Fig. 7.—Diagram illustrating the intimate Regulation of Protoplasm from “Half” to “Whole.”

The large circle represents the original structure of the egg. In all cases where cleavage-cells of the two-cell stage are isolated this original structure is only present as “half” in the beginning, say only on the right (+y) side. Development then becomes “half,” if the intimate structure remains half; but it becomes “whole” (on a smaller scale) if a new whole-structure (small circle!) is formed by regulatory processes.

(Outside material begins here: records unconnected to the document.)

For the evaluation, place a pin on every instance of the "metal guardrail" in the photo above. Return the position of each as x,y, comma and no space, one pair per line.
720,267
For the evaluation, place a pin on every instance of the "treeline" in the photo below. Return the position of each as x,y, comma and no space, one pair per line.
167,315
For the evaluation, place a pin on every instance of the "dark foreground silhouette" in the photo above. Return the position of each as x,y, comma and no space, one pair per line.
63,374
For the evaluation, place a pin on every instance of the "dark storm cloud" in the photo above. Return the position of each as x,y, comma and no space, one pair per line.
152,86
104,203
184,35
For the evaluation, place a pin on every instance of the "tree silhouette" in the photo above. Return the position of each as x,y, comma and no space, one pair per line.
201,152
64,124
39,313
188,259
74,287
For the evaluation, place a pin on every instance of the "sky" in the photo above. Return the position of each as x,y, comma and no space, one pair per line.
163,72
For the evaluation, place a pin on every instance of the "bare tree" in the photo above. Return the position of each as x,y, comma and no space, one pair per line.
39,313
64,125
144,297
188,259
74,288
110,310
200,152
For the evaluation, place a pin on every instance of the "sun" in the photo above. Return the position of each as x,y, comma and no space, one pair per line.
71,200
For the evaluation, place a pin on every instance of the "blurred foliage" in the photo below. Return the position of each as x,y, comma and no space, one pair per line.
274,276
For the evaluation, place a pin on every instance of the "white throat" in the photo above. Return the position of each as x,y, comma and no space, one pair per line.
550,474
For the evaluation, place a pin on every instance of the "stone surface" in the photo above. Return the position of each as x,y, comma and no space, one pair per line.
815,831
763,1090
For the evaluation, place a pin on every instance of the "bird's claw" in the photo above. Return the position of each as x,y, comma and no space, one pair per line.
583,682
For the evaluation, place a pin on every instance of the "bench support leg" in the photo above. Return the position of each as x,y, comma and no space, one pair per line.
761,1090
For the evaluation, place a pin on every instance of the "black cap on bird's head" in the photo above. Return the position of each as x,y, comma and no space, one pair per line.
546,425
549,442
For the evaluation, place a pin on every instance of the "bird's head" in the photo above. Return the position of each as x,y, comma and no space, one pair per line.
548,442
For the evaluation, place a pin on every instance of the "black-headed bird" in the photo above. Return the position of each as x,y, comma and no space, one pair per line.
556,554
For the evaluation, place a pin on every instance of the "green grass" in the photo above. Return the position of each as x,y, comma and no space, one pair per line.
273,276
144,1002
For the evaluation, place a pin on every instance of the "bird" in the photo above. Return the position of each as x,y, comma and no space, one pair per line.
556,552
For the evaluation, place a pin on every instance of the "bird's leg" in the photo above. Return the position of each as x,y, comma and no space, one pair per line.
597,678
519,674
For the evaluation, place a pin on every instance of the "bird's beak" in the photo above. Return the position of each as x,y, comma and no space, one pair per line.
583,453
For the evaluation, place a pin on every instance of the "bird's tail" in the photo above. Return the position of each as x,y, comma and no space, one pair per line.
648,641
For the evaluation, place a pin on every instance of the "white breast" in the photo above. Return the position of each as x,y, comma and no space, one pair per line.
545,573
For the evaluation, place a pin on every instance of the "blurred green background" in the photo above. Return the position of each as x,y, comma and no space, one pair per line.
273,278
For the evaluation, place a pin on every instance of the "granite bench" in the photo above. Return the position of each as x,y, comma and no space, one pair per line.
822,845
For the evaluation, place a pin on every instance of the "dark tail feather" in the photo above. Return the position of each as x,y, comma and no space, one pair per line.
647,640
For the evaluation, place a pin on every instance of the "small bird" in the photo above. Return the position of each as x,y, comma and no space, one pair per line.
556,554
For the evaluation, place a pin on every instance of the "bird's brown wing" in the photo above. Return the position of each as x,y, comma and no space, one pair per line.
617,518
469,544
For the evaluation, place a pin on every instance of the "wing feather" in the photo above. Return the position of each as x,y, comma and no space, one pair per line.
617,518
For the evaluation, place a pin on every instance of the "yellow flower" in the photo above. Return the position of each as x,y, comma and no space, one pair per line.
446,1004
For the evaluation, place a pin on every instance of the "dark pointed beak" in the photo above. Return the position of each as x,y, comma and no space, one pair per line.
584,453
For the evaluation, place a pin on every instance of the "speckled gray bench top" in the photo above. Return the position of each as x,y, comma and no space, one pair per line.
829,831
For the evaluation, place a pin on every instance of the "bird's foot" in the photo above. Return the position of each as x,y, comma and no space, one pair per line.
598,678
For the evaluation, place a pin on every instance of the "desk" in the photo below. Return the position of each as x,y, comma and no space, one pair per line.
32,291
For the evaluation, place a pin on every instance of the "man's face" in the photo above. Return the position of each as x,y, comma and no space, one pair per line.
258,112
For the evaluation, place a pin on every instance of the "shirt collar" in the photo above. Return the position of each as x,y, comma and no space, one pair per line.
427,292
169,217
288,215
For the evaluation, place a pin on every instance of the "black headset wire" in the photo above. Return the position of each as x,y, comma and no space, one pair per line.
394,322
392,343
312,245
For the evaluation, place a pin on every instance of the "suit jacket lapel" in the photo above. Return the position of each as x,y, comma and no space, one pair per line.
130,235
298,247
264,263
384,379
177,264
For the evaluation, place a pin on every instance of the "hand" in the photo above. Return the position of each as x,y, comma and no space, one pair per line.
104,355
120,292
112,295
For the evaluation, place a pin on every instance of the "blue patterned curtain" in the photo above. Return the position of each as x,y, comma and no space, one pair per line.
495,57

I am quite aware that such a discussion is rather empty and purely formal, nevertheless it is by no means without value, for it shows most clearly the differences between what we have called the intimate structure of germs, responsible only for the general symmetry of themselves and of their isolated parts, and another sort of possible structure of the egg-protoplasm which we now shall have to consider, and which, at the first glance, seems to form a serious difficulty to our statements, as far at least as they claim to be of general importance. The study of this other sort of germinal structure at the same time will lead us a step farther in our historical sketch of the first years of “Entwickelungsmechanik” and will bring this sketch to its end.